Lacunar Stroke Syndromes
The term “lacunar” refers to the brain stem, which includes the brainstem and spinal cord. The word “stroke” refers to damage or injury to any part of the body. There are three major types of lacunar strokes:
1) Acute Lacunar Stroke (also called acute ischemic attack).
This type of stroke occurs suddenly and causes symptoms within minutes. Symptoms may include confusion, weakness, dizziness, loss of balance and coordination, numbness or tingling in your face or arms/hands, trouble speaking or understanding words, problems with vision and hearing. These symptoms usually last less than two hours but can persist for several days.
2) Subacute Lacunar Stroke (also called subacute ischemic attack).
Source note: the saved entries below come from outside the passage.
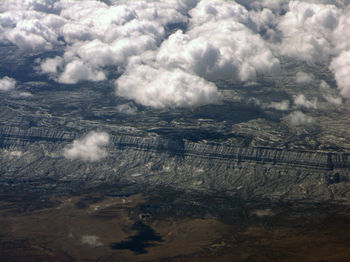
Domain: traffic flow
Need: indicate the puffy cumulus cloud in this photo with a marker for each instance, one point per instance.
(7, 83)
(77, 70)
(127, 109)
(89, 148)
(329, 95)
(298, 118)
(160, 88)
(301, 101)
(51, 65)
(307, 31)
(223, 50)
(100, 35)
(304, 78)
(93, 241)
(220, 44)
(282, 106)
(341, 68)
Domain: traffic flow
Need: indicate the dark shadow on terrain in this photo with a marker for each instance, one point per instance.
(138, 243)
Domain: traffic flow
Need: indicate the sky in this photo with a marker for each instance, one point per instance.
(172, 54)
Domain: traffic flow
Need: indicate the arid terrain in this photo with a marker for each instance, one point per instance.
(170, 227)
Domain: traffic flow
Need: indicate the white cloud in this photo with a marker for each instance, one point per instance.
(51, 65)
(307, 31)
(89, 148)
(304, 78)
(7, 83)
(128, 109)
(298, 118)
(76, 71)
(160, 88)
(329, 94)
(282, 106)
(93, 241)
(301, 101)
(341, 68)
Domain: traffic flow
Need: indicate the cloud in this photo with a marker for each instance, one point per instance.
(128, 109)
(282, 106)
(301, 101)
(89, 148)
(298, 118)
(307, 31)
(7, 83)
(190, 42)
(51, 65)
(161, 88)
(329, 94)
(304, 78)
(93, 241)
(77, 70)
(341, 68)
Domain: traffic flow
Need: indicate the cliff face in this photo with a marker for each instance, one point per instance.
(33, 159)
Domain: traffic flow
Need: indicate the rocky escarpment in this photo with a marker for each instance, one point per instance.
(33, 158)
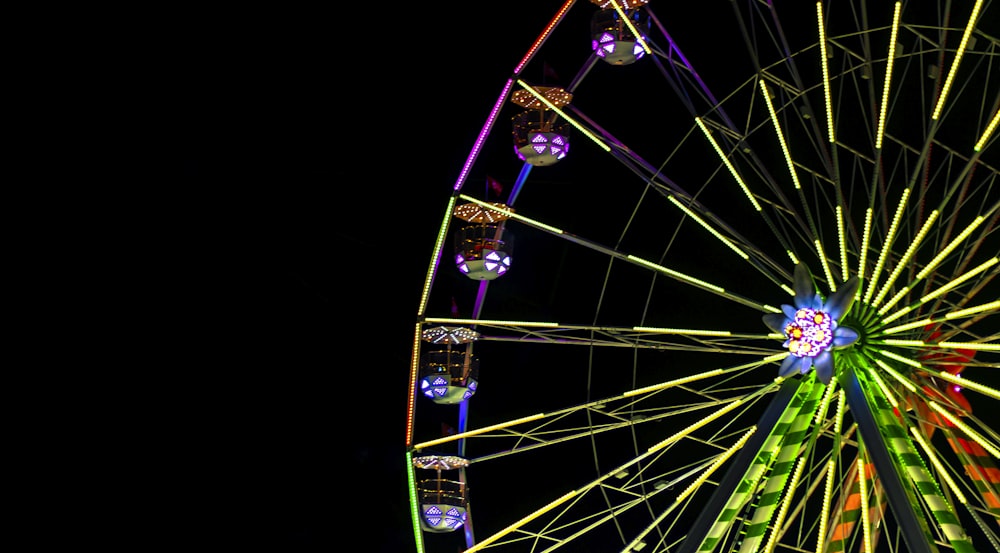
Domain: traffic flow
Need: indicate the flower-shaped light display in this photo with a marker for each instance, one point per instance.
(811, 326)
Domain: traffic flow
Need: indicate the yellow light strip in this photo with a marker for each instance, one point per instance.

This type of stroke occurs gradually over weeks or months. Symptoms may include memory loss, difficulty concentrating, fatigue, depression and irritability. These symptoms usually last longer than one month but can persist for several years.
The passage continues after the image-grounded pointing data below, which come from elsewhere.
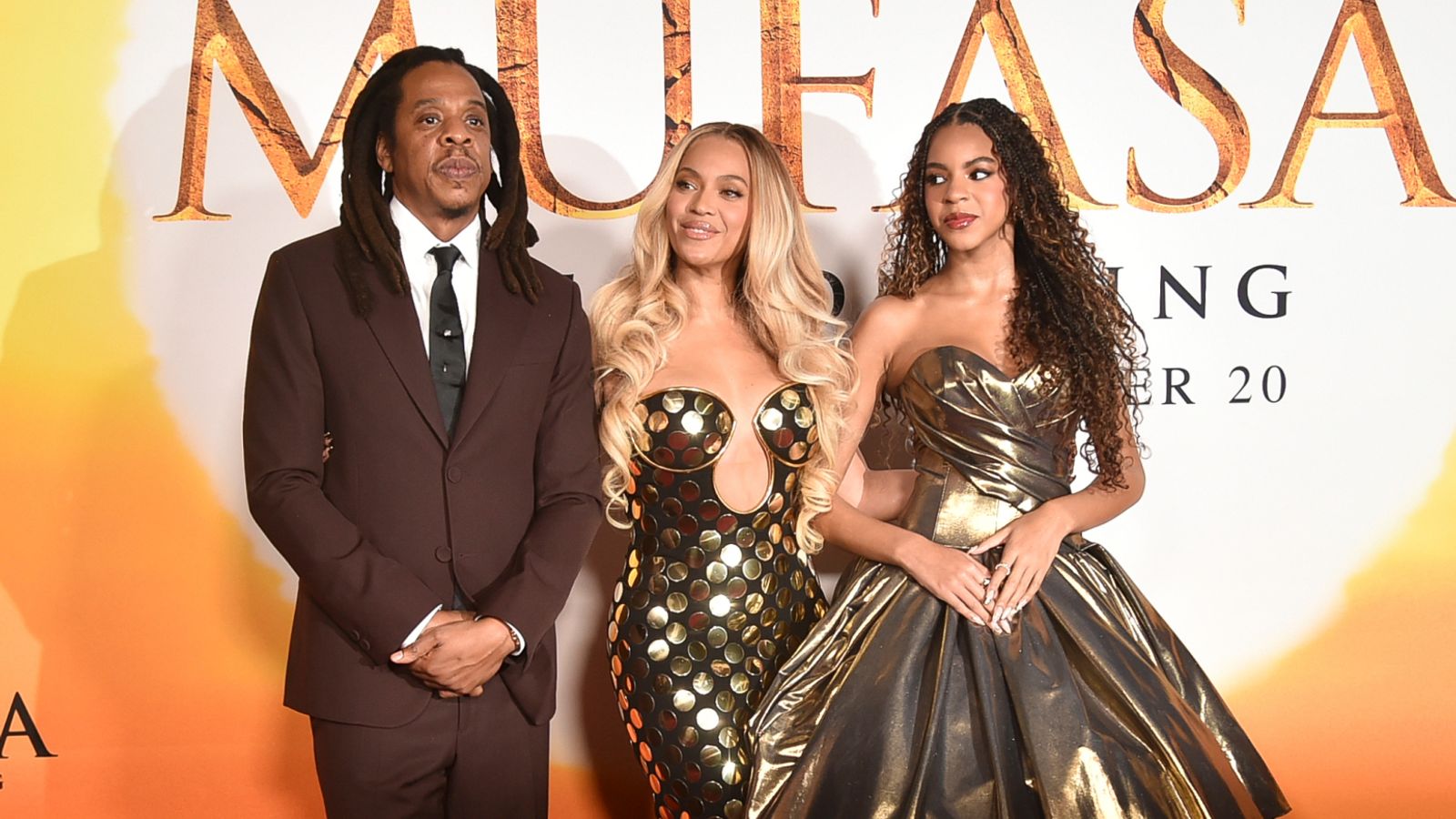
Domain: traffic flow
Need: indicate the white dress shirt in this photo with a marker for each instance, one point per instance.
(415, 242)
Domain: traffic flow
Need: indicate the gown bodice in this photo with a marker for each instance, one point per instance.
(672, 493)
(987, 446)
(713, 599)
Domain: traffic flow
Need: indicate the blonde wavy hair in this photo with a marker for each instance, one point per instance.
(781, 298)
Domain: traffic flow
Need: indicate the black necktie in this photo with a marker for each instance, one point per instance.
(446, 337)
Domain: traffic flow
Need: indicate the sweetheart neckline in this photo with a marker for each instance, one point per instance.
(725, 405)
(733, 430)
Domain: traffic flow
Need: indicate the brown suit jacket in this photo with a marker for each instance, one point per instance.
(380, 533)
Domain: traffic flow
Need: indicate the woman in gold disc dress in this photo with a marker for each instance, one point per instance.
(721, 383)
(983, 659)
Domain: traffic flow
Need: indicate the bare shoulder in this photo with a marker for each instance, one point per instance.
(887, 322)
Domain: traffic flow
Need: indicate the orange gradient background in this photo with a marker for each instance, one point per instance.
(149, 642)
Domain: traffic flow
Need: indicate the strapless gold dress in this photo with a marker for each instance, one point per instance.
(895, 705)
(711, 598)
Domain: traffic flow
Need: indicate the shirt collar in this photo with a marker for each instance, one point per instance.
(415, 241)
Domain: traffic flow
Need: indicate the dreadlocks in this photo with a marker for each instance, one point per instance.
(1067, 312)
(368, 188)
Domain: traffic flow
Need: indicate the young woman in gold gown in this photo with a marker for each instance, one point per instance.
(983, 659)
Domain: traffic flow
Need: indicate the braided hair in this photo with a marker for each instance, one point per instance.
(369, 229)
(1067, 312)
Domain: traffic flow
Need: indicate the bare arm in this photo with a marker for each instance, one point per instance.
(878, 493)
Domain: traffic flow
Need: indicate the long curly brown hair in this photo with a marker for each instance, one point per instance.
(1067, 312)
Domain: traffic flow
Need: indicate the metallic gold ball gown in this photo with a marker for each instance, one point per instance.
(711, 599)
(895, 705)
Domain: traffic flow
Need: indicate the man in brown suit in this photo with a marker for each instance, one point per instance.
(439, 538)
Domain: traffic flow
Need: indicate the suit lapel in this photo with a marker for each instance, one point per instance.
(500, 325)
(397, 329)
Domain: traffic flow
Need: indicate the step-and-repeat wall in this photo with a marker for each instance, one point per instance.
(1271, 181)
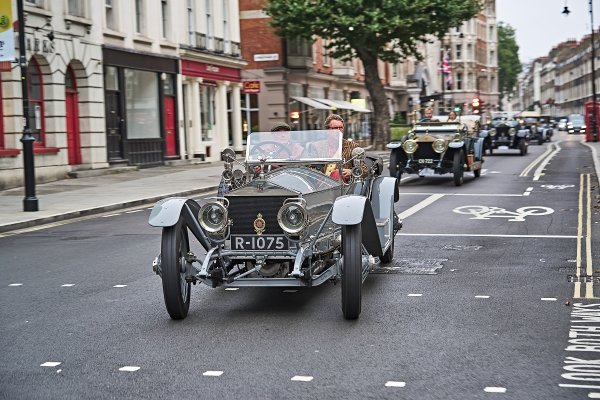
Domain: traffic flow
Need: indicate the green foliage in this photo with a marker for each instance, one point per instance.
(386, 29)
(508, 58)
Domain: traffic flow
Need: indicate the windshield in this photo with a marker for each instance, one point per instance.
(294, 146)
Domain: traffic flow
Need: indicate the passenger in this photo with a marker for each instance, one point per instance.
(335, 122)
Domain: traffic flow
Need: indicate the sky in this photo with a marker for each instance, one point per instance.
(540, 24)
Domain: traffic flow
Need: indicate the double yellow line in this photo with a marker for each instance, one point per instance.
(584, 238)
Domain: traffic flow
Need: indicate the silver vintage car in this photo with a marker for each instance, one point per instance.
(281, 221)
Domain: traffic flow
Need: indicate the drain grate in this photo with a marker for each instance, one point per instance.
(411, 266)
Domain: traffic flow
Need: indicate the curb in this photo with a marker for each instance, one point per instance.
(101, 209)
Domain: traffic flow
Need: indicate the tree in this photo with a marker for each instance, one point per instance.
(372, 30)
(508, 59)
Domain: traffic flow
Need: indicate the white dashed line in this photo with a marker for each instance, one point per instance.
(50, 364)
(129, 368)
(395, 384)
(494, 389)
(301, 378)
(213, 373)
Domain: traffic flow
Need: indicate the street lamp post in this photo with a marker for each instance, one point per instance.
(30, 202)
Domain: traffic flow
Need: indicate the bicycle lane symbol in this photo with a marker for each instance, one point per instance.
(484, 212)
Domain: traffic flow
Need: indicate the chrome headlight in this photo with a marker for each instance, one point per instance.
(292, 217)
(213, 217)
(439, 145)
(410, 146)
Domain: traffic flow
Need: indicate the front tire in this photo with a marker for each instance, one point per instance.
(176, 290)
(457, 167)
(352, 273)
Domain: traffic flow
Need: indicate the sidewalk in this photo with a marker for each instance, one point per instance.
(72, 198)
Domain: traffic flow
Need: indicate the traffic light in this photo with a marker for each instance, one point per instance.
(476, 105)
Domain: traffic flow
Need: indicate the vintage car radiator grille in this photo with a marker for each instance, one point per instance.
(243, 210)
(425, 151)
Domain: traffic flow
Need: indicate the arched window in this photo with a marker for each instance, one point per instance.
(35, 87)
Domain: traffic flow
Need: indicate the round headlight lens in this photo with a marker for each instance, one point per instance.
(213, 217)
(410, 146)
(292, 218)
(439, 145)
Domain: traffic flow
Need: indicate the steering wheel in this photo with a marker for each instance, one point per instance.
(277, 149)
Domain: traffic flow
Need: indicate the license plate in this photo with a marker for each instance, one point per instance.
(259, 242)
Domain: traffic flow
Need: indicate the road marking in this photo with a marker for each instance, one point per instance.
(50, 364)
(395, 384)
(419, 206)
(494, 389)
(301, 378)
(489, 235)
(129, 368)
(536, 161)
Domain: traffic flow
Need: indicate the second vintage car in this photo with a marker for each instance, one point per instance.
(437, 147)
(282, 222)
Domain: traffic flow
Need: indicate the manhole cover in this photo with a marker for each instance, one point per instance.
(411, 266)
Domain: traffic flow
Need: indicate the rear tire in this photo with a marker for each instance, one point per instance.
(174, 247)
(352, 273)
(457, 167)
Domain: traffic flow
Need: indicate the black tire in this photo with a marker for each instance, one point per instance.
(457, 167)
(395, 167)
(174, 246)
(388, 256)
(352, 274)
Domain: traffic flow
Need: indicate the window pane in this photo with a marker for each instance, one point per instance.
(141, 98)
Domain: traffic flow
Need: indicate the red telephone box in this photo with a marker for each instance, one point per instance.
(589, 111)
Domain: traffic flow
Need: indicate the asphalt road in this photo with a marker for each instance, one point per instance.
(476, 305)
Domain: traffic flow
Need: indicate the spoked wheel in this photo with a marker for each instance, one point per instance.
(457, 167)
(352, 274)
(174, 247)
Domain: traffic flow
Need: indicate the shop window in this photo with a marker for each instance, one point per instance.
(142, 105)
(35, 88)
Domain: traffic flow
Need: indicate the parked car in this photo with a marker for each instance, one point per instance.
(281, 223)
(505, 133)
(575, 124)
(562, 124)
(439, 148)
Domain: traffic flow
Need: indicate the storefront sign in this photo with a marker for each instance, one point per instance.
(251, 87)
(7, 34)
(266, 57)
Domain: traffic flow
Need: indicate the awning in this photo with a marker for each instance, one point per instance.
(311, 103)
(343, 105)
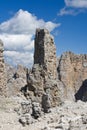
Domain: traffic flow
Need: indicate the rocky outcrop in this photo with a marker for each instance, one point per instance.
(3, 89)
(72, 72)
(16, 79)
(42, 78)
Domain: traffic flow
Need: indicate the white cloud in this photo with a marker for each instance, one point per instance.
(17, 34)
(76, 3)
(73, 7)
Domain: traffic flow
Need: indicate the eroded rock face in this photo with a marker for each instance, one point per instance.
(72, 72)
(16, 79)
(43, 76)
(3, 89)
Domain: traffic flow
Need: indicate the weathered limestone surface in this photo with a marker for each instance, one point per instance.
(16, 79)
(3, 89)
(43, 76)
(72, 72)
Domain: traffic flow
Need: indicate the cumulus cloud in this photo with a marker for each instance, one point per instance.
(17, 34)
(76, 3)
(73, 7)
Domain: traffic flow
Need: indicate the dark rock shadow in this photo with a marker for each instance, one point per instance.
(82, 92)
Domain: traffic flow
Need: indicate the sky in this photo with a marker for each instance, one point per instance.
(65, 19)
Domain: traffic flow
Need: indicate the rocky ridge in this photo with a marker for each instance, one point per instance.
(44, 96)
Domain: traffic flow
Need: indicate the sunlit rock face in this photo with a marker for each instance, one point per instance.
(3, 90)
(72, 72)
(42, 79)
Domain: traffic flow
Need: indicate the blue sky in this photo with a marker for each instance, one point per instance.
(65, 19)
3) Chronic Lacunar Stroke (also called chronic ischemic attack).
This type of stroke affects many parts of the body at the same time. This can result in severe nerve damage, weakness, and paralysis.
Lacunar Ischemia: This condition is often caused by blockages of small blood vessels (or “micro-strokes”) in the brain. It is the most common type of stroke suffered by people between the ages of 40 and 60. Most people who have lacunar infarcts have no warning signs or symptoms before the event. The stroke progresses slowly, over a period of hours or days. The effects are specific to the area of the brain that is experiencing ischemia (lack of oxygen and nutrients).
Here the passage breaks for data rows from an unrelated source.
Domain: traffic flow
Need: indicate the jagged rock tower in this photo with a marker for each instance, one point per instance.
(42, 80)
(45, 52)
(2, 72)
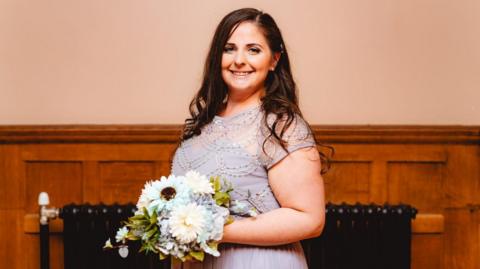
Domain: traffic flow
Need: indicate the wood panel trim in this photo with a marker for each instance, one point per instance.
(423, 223)
(348, 134)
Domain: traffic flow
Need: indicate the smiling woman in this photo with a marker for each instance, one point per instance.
(246, 126)
(246, 61)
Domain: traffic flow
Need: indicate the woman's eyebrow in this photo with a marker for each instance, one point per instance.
(254, 44)
(248, 45)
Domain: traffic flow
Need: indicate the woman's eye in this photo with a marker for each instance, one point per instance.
(254, 50)
(227, 49)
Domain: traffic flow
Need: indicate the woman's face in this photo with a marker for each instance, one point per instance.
(246, 60)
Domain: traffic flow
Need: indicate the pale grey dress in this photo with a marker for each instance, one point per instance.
(232, 148)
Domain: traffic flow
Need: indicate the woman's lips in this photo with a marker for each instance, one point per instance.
(241, 74)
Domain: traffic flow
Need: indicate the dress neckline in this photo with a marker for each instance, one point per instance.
(247, 110)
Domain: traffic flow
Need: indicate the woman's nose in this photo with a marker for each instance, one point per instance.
(239, 58)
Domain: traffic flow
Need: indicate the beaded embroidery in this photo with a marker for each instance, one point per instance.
(231, 147)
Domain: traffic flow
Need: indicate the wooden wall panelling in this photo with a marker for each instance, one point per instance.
(462, 207)
(122, 182)
(62, 180)
(91, 183)
(12, 248)
(462, 239)
(12, 184)
(348, 181)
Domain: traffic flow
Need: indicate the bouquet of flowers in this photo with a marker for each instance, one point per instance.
(179, 216)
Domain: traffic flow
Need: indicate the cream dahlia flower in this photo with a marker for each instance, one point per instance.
(187, 222)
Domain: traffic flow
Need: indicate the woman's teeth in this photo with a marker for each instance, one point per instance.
(241, 74)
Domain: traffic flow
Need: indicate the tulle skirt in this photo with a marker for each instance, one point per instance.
(235, 256)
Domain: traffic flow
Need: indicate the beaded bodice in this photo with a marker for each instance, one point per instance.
(231, 147)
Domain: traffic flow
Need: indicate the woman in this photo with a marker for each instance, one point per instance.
(246, 126)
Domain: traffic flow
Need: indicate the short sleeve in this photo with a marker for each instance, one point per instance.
(297, 136)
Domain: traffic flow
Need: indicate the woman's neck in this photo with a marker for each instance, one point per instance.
(236, 104)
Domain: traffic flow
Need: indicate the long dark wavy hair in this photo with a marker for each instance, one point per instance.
(280, 96)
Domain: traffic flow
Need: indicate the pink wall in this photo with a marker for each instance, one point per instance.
(356, 62)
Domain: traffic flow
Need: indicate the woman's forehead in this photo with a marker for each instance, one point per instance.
(247, 33)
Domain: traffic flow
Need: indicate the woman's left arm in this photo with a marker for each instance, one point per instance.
(298, 186)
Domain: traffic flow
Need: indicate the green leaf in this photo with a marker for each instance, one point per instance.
(217, 186)
(222, 198)
(162, 256)
(151, 232)
(198, 255)
(230, 219)
(213, 245)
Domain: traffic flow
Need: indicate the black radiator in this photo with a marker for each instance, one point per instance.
(355, 236)
(85, 230)
(363, 236)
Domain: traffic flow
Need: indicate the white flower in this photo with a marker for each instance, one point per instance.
(198, 183)
(187, 221)
(108, 244)
(121, 234)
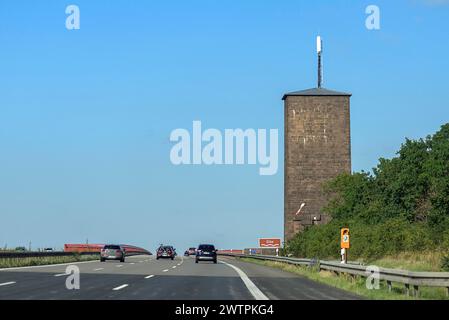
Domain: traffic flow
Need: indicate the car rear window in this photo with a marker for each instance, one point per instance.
(206, 247)
(112, 247)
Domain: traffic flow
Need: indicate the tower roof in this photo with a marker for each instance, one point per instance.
(317, 92)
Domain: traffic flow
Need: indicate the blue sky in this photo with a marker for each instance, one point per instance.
(86, 115)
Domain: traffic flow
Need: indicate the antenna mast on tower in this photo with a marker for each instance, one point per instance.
(319, 50)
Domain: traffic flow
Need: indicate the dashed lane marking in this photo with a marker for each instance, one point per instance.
(120, 287)
(7, 283)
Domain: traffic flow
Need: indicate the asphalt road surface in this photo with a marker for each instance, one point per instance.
(144, 277)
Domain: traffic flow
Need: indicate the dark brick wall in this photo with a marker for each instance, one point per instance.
(317, 148)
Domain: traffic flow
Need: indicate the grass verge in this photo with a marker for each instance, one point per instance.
(355, 285)
(38, 261)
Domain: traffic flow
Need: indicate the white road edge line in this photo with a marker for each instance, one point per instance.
(120, 287)
(7, 283)
(253, 289)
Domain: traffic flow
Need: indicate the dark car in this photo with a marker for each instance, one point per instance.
(206, 252)
(165, 252)
(112, 252)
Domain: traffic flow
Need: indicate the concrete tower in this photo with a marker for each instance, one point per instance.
(317, 149)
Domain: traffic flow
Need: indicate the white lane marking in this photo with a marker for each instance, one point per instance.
(257, 294)
(7, 283)
(120, 287)
(47, 265)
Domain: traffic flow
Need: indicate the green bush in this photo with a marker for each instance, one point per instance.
(402, 206)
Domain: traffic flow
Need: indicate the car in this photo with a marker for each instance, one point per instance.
(206, 252)
(165, 252)
(112, 252)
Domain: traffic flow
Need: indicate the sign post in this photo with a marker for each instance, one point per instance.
(272, 243)
(344, 244)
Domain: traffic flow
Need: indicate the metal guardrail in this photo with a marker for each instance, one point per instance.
(38, 254)
(411, 279)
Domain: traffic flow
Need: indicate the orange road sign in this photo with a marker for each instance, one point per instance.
(344, 234)
(269, 243)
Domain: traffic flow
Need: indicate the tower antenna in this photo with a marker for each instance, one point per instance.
(319, 50)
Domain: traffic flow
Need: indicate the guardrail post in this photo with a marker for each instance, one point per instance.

Symptoms can include headaches, changes in vision, weakness or paralysis on one side of the body and problems speaking or understanding language.
Lacunar Infarcts: Also called “micro-strokes,” these tiny areas of dead brain tissue are caused by blockages in the small blood vessels (arteries) of the brain. Most people who suffer one or more lacunar infarcts experience no warning signs or symptoms before the event. A person may have multiple lacunar infarcts without any noticeable weakness, paralysis or other symptoms. In fact, some people have multiple lacunar infarcts and never suffer any apparent effects.
Acute Ischemic Attack: An ischemia or lack of blood flow to the brain that causes sudden neurological symptoms. These attacks may or may not lead to a stroke. An acute ischemic attack may be a sign that a blood clot or other blockage is present in an artery supplying the brain. This condition is also known as a “mini-stroke”.
Stroke: A “brain attack” is a medical term used to describe a sudden loss of neurologic function caused by an interruption of blood flow to the brain, usually due to blockage of a cerebral artery by a clot (ischemic stroke), or rupture of a cerebral blood vessel causing bleeding into the brain (hemorrhagic stroke).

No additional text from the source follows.